The first answer was universally the approach of all people’s before the last century or two (“There are more things in heaven and earth, Horatio, than are dreamt of in your philosophy” – Hamlet (1.5.167-8)). But since then we have universally changed perspectives to the third choice. Many think this is because science came and smashed all those “superstitions” people used to have, but I fundamentally disagree. I think this dynamic is related to science but not caused by it. And our life is all the poorer because of it.
So, before, the current world, people saw the world around them as a BIG place, full of meaning. Full of poetry. Full of mystery. The more we’ve learned the more we’ve discovered that we don’t know. We ought to have an even bigger perception of the mystery of the universe. But, instead, the opposite has happened. We’ve emptied the universe of its mystery and its meaning, until all we see are the dry materialist facts. This is made of that; this happened and then that happened. OK, but who cares? What does it mean? Why did we do this? Not because we learned stuff, but because of how we learned stuff and by whom.
As an example: Before the mid-17th century everyone believed the universe was geocentric. The Ptolemaic model was triumphant for over a millennia as the standard everyone believed. Not because they were stupid – the Heliocentric model had been proposed as early as Pythagorus, and by Aristotle, the merits of each option – the scientific merits – were well known and discussed. The geocentric model was believed because it was the best fit to the empirical data that they could discover. Ptolemy’s model was accepted because it was fantastically accurate for what it was needed for – creating calendars and predicting astronomical events (even today, mechanical (not digital) planetariums use a setup based on Ptolemy’s model to drive things).
But if that is all it was about, then nobody would have cared much. Predicting where Mars will be may be cool and all, but why would you care? If it was just math, then there’s no meaning. But it was more than that. Because we couldn’t detect much more than position for anything astronomical, astronomy was considered not a part of physics, but an extension of mathematics…and so was music. The medieval mind naturally associated these things together. They saw the movements of the heavens as the music of God – everything moving in perfect harmony and precision. When they composed music, they attempted, as best they could, to harmonize with this “music of the spheres.” In other words, what they saw in the physical world was charged with symbolic, spiritual, mystical, poetic meaning. It was emotionally compelling. And that stance doesn’t really depend on whether you are using Ptolemy’s model or Tycho’s or Copernicus’s or Kepler’s or Newton’s or Einstein’s. It isn’t about what is believed or why, but more how. It is about meaning. As evidence, you can look at Newton himself, who while the king of math and science was also very much a mystic. He studied the universe to find God. And he believed he did – in the universe itself and not just in the “this is beautiful and perfect” sense but in the mystery he found. If anything, as science progressed through these we ought to have seen this poetry more and more, not less and less. Not just reduced things down to just the material facts.
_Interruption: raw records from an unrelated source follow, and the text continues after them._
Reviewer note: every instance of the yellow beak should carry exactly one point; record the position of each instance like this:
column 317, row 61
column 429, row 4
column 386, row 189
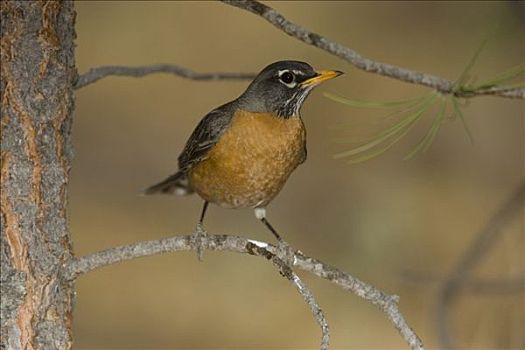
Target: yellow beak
column 321, row 76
The interesting thing is the materialist stance is a very unscientific one. The earlier world KNEW there existed in reality things they could not see or hear or taste or touch. Which is just kinda’ common sense. And if you ask, in a formal scientific sense, whether or not it is possible that things exist that we cannot, as of yet, detect in any way, the logical answer must be yes. But this materialist sciencism mindset our world has isn’t a logical thing. It is an emotional thing. And it’s answer is an unequivocal NO. No, there cannot exist anything other than matter and energy – than what we can detect and sense. Believing there are such things is just like believing in an imaginary friend – and is probably a sign of mental illness. It’s not a statement of logic and reason, but of faith. Instead of God we believe in an all-knowing (in that it can discover everything that can truly be known) SCIENCE that teaches us all we know and gives us everything that is good in our lives. But science is a very empty God. Because it cannot give what we truly need: meaning.
Which is why our world is so dry and sterile. We’ve taken the meaning and emotion and symbolism and poetry out of the world and left a vacuum in its place. We’ve said that the universe is much, much smaller than the worlds we can imagine. That there is much more in our philosophy than exist in heaven and earth. Which is probably one reason (not to imply cause-and-effect because this is a chicken-and-egg thing) that all art and drama and entertainment (not to mention sports, politics, religion, etc.) has degraded into mere spectacle. Big explosions and fancy computer graphics or shocking things just for shock value. But no substance.